There can't be such thing as a "typical age" for this milestone (I mean, more precise than "about 2 years old"). Keep in mind that toddler's vocabulary is quite limited :

mean [Language Development Survey] vocabulary scores at 24 months have been between 175 and 195 words, with standard deviations in the range of 70 to 80 (Klee et al., 1998; Rescorla & Alley, 2001). [source]

This means (roughly) that about 70 % of children know "between 100 and 280 words" at 24 months — and 15 % more than 280, 15 % less than 100. See the large dispersion ?

Of course you can translate this dispersion into a time dispersion. As a rough guess, most children should be able to speak 100 words somewhen between 20 months and 26 months. But being able to count to 10 would mean that 10 % of the words he knows are numbers !

Given that, and the fact that some parents will put some effort on numbers while others won't mind at all, not to mention the interest of the child himself, there is no way some "typical age" can emerge.

Furthermore, as reminded by arved there is a strong difference between counting as a nursery rhyme and understanding the meaning of numbers.

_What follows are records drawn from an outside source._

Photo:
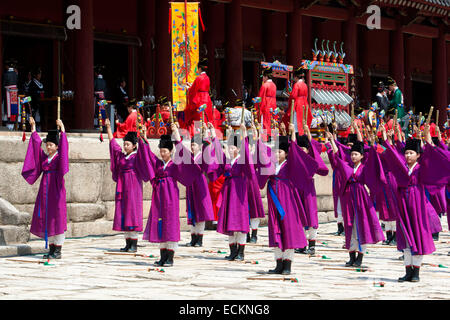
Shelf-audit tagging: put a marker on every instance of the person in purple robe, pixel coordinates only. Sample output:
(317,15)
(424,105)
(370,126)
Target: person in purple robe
(234,210)
(198,199)
(360,219)
(163,224)
(310,149)
(425,166)
(283,177)
(49,219)
(128,172)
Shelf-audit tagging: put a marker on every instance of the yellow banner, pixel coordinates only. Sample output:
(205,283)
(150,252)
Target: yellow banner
(185,49)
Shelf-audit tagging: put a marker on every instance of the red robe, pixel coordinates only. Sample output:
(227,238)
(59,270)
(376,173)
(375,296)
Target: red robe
(267,93)
(128,125)
(198,94)
(299,95)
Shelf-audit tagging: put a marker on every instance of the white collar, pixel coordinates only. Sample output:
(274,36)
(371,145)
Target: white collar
(412,168)
(127,156)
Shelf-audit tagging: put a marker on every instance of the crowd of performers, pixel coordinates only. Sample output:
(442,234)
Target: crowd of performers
(378,177)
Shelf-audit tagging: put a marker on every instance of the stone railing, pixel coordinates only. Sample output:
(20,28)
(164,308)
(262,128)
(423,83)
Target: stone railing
(90,189)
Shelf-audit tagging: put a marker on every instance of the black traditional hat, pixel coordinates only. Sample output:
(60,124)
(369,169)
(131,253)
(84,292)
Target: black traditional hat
(283,143)
(352,138)
(52,136)
(166,142)
(357,146)
(414,145)
(203,63)
(131,136)
(302,140)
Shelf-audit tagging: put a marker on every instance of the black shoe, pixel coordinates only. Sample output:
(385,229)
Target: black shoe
(407,276)
(435,236)
(57,253)
(193,240)
(358,261)
(352,260)
(340,229)
(279,268)
(240,252)
(169,258)
(199,242)
(50,253)
(388,238)
(133,245)
(162,257)
(233,252)
(311,247)
(286,266)
(254,238)
(415,274)
(301,250)
(127,247)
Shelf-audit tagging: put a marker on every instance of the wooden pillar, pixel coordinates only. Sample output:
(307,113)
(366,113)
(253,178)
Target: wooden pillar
(295,29)
(83,68)
(163,51)
(233,49)
(397,56)
(440,79)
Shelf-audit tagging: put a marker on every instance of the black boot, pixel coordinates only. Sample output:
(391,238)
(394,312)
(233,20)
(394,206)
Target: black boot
(300,250)
(57,253)
(233,252)
(388,238)
(407,276)
(358,261)
(415,274)
(133,245)
(286,266)
(128,245)
(193,240)
(311,247)
(254,238)
(169,260)
(279,268)
(240,253)
(352,259)
(162,257)
(50,252)
(199,242)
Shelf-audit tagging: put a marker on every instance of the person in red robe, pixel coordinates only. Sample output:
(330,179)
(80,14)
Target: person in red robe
(267,93)
(299,95)
(130,122)
(198,95)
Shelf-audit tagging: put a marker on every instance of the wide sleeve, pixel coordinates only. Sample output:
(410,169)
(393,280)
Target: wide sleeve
(300,165)
(115,152)
(186,171)
(35,155)
(63,151)
(373,173)
(144,166)
(396,165)
(434,166)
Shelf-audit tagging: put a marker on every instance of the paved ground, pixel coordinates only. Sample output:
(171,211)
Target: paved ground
(86,272)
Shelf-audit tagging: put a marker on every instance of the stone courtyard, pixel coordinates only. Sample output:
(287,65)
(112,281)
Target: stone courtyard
(86,271)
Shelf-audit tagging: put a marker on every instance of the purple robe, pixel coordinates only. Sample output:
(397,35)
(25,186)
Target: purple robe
(163,222)
(128,173)
(50,212)
(198,200)
(307,189)
(413,223)
(285,206)
(233,214)
(357,207)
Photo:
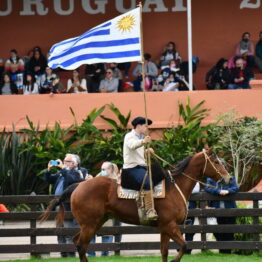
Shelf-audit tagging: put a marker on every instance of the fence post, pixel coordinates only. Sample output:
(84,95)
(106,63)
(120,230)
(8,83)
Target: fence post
(203,221)
(256,236)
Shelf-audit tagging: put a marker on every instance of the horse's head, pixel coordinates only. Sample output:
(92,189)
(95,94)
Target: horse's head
(214,167)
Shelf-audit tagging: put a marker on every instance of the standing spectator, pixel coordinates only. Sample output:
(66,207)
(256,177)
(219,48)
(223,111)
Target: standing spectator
(94,75)
(70,173)
(109,84)
(15,67)
(245,49)
(117,74)
(170,53)
(57,86)
(150,69)
(14,64)
(37,63)
(219,76)
(7,86)
(171,84)
(3,208)
(258,58)
(76,84)
(240,76)
(45,81)
(191,220)
(223,190)
(157,84)
(30,86)
(170,68)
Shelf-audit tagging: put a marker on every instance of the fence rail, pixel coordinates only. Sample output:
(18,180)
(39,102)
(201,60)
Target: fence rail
(33,231)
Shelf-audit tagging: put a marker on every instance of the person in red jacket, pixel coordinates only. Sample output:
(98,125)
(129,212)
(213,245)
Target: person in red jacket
(3,208)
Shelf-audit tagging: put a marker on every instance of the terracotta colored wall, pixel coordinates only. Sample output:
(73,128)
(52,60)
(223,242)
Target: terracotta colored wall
(217,27)
(162,107)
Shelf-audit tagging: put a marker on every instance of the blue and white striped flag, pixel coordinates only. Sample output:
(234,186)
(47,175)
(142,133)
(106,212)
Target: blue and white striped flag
(117,40)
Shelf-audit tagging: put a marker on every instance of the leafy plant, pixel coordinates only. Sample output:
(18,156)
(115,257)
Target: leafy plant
(240,140)
(187,137)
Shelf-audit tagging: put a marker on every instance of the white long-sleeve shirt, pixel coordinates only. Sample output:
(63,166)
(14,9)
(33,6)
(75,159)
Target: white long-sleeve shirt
(133,150)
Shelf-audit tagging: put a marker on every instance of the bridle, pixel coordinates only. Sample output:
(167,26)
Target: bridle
(207,159)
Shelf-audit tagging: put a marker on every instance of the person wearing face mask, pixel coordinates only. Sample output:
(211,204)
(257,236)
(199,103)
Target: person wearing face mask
(70,172)
(171,84)
(245,49)
(240,76)
(157,84)
(118,75)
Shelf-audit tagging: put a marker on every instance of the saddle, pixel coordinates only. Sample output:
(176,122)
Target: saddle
(125,193)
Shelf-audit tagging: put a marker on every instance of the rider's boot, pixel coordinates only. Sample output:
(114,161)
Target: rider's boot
(151,213)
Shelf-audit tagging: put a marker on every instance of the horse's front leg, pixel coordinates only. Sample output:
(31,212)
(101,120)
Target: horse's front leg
(173,231)
(164,246)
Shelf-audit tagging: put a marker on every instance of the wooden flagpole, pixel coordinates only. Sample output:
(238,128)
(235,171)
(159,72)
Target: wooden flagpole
(145,105)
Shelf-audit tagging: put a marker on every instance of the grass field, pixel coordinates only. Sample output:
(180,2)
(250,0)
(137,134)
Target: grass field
(204,257)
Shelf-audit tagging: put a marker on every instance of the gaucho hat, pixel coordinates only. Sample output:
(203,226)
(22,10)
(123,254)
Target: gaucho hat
(140,121)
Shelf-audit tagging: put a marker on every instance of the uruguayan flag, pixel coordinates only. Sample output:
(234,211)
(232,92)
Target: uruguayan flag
(117,40)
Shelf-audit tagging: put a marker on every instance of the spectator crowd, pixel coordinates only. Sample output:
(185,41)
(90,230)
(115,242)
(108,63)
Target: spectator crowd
(31,75)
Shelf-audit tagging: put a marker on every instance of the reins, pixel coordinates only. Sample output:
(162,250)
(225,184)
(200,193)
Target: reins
(184,174)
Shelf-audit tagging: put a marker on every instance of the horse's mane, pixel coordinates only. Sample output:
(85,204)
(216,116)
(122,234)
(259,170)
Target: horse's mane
(181,166)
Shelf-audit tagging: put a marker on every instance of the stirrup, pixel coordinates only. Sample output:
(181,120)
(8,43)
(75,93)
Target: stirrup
(151,214)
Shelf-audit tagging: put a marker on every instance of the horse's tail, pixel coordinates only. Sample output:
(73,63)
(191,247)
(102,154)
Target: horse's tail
(58,201)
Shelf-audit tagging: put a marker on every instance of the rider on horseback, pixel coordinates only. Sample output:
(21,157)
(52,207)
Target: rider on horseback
(135,167)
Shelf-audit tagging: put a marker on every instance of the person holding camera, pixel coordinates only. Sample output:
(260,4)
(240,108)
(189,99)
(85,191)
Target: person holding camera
(70,173)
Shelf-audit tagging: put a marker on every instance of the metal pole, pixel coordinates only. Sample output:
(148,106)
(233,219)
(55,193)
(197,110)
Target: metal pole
(189,43)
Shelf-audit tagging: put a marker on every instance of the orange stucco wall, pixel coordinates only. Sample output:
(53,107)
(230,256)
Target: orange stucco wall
(217,26)
(162,107)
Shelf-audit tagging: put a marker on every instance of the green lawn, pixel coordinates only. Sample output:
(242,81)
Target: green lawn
(187,258)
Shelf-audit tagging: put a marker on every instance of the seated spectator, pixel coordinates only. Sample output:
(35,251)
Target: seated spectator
(171,84)
(14,64)
(30,87)
(117,74)
(223,190)
(7,86)
(219,76)
(109,84)
(37,63)
(125,67)
(258,58)
(76,84)
(45,81)
(245,49)
(182,81)
(150,69)
(169,54)
(170,68)
(94,74)
(57,86)
(157,84)
(240,76)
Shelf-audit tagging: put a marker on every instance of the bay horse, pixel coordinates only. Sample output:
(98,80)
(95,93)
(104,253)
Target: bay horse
(94,201)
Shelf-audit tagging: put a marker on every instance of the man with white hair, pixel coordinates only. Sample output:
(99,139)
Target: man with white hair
(70,173)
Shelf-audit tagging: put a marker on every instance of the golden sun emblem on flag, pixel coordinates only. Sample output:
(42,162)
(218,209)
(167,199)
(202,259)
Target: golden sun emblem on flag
(126,23)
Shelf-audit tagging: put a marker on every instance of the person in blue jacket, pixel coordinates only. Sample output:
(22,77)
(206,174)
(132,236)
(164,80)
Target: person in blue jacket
(223,190)
(70,172)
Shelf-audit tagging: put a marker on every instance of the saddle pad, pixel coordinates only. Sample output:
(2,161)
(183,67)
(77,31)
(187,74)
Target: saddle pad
(159,191)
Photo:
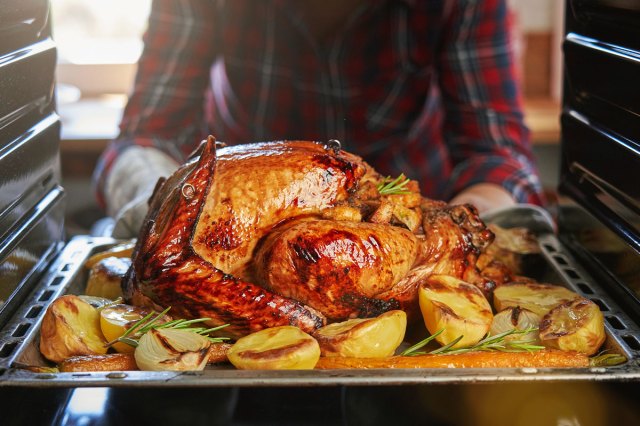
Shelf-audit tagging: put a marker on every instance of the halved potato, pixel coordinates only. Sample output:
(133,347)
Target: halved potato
(116,319)
(577,325)
(538,298)
(363,337)
(105,277)
(519,319)
(460,309)
(70,327)
(277,348)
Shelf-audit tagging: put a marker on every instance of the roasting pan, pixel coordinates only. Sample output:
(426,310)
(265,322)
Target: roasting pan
(19,338)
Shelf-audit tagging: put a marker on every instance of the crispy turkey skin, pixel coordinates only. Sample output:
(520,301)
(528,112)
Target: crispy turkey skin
(292,233)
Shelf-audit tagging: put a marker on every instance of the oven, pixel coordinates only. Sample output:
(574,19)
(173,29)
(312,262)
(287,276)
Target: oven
(591,244)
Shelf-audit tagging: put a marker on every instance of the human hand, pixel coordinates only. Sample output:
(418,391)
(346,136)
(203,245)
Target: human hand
(130,185)
(485,197)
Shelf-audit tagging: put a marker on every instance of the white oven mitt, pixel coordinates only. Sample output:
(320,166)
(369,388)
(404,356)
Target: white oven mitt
(130,184)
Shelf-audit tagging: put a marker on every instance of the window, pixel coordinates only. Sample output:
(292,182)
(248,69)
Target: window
(99,43)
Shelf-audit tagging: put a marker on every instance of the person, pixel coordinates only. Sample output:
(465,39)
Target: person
(424,88)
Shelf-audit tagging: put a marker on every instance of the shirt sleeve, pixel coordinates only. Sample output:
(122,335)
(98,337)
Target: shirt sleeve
(484,125)
(165,107)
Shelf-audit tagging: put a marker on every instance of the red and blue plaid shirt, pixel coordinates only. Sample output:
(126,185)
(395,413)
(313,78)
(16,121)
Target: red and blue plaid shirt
(426,88)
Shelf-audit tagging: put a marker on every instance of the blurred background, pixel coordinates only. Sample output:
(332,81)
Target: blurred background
(99,44)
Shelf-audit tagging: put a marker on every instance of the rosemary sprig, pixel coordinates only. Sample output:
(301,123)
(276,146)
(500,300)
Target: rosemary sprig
(607,360)
(413,350)
(495,343)
(389,186)
(149,322)
(489,343)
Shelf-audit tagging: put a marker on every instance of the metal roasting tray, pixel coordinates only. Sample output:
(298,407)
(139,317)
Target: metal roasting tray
(19,337)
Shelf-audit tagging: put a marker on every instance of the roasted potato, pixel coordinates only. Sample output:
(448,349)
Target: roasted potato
(170,349)
(538,298)
(459,308)
(105,277)
(519,319)
(70,327)
(577,325)
(363,338)
(116,319)
(277,348)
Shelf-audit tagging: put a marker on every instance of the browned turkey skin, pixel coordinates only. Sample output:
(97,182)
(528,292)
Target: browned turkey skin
(281,233)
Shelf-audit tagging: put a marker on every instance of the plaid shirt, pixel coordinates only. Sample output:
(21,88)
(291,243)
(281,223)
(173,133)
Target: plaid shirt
(424,87)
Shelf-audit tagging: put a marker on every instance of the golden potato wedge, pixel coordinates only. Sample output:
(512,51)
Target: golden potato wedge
(116,319)
(70,327)
(538,298)
(277,348)
(124,249)
(577,325)
(519,319)
(363,337)
(455,306)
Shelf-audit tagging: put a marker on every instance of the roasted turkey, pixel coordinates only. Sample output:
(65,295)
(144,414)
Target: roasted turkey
(294,233)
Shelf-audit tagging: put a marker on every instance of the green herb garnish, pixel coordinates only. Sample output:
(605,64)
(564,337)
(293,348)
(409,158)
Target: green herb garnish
(495,343)
(149,322)
(389,186)
(607,360)
(489,343)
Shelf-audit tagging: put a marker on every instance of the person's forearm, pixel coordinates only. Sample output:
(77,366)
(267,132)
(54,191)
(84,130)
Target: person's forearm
(485,197)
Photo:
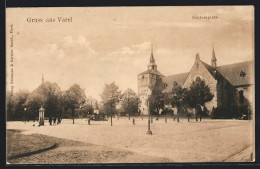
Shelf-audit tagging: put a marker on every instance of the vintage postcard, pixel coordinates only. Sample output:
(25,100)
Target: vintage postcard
(98,85)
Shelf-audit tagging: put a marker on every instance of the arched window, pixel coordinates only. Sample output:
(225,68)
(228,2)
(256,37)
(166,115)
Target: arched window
(242,74)
(241,97)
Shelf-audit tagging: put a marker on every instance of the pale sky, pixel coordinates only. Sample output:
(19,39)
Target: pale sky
(106,44)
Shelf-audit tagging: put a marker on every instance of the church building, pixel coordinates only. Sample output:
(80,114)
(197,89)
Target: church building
(232,85)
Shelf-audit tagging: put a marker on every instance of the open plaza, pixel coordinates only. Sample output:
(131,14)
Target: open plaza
(202,141)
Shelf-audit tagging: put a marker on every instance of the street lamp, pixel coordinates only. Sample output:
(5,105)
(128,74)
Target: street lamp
(110,100)
(149,132)
(25,114)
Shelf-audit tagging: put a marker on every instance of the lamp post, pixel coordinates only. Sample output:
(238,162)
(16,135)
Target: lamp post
(149,132)
(25,114)
(110,100)
(41,116)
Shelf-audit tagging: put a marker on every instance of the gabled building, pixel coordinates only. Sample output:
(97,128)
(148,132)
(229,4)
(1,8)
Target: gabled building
(232,85)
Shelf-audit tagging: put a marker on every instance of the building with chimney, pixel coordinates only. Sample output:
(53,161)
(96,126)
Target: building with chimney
(232,85)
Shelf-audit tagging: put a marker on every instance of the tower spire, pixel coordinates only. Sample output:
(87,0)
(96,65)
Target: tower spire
(152,64)
(213,58)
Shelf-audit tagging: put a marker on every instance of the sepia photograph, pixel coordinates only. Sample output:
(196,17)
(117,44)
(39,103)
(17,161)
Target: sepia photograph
(123,85)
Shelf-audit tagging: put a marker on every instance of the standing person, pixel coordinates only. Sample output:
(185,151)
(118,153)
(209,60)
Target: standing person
(54,120)
(50,120)
(58,120)
(197,111)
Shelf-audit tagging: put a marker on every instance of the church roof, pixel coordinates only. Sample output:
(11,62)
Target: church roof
(152,71)
(210,68)
(169,80)
(238,74)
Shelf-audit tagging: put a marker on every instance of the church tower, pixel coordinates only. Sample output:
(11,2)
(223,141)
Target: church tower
(145,83)
(213,59)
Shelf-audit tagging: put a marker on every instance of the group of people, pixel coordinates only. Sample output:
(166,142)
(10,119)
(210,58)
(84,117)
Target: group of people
(54,120)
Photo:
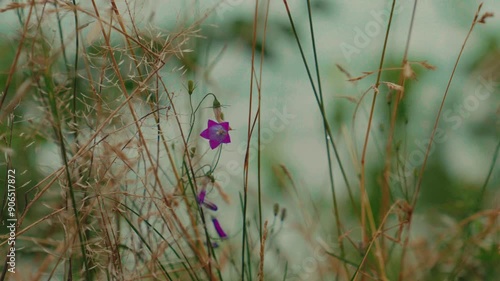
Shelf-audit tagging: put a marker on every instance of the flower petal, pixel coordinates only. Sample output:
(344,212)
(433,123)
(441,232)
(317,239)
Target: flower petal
(214,144)
(212,123)
(201,196)
(227,139)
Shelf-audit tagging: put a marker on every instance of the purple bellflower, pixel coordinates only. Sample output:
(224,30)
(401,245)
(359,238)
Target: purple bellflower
(216,133)
(207,204)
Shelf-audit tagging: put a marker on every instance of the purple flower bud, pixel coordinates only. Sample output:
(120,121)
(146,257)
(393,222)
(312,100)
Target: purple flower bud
(218,228)
(216,133)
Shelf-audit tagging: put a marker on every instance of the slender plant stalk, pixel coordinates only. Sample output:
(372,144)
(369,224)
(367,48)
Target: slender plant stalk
(422,169)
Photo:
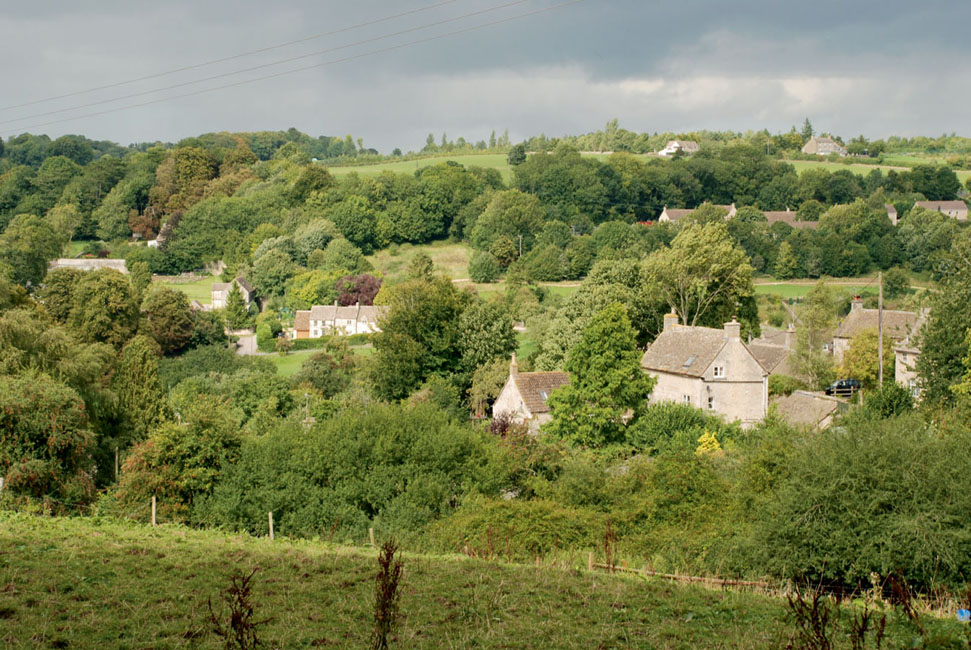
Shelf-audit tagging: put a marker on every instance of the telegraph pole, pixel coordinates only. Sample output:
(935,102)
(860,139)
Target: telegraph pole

  • FWIW, our first daughter was somehow able to number things at 24 months, but didn't master numbers (to 10) before 30 months, although I often numbered stairs with her. – Skippy le Grand Gourou Jul 20 '16 at 11:24
0

My little guy started counting to six at 12 months and now at 16 months counts to 10 . He can recognize the numbers in any order and say it from memory on his own and start at any number. I guess it all depends on the child, every child is amazing and unique.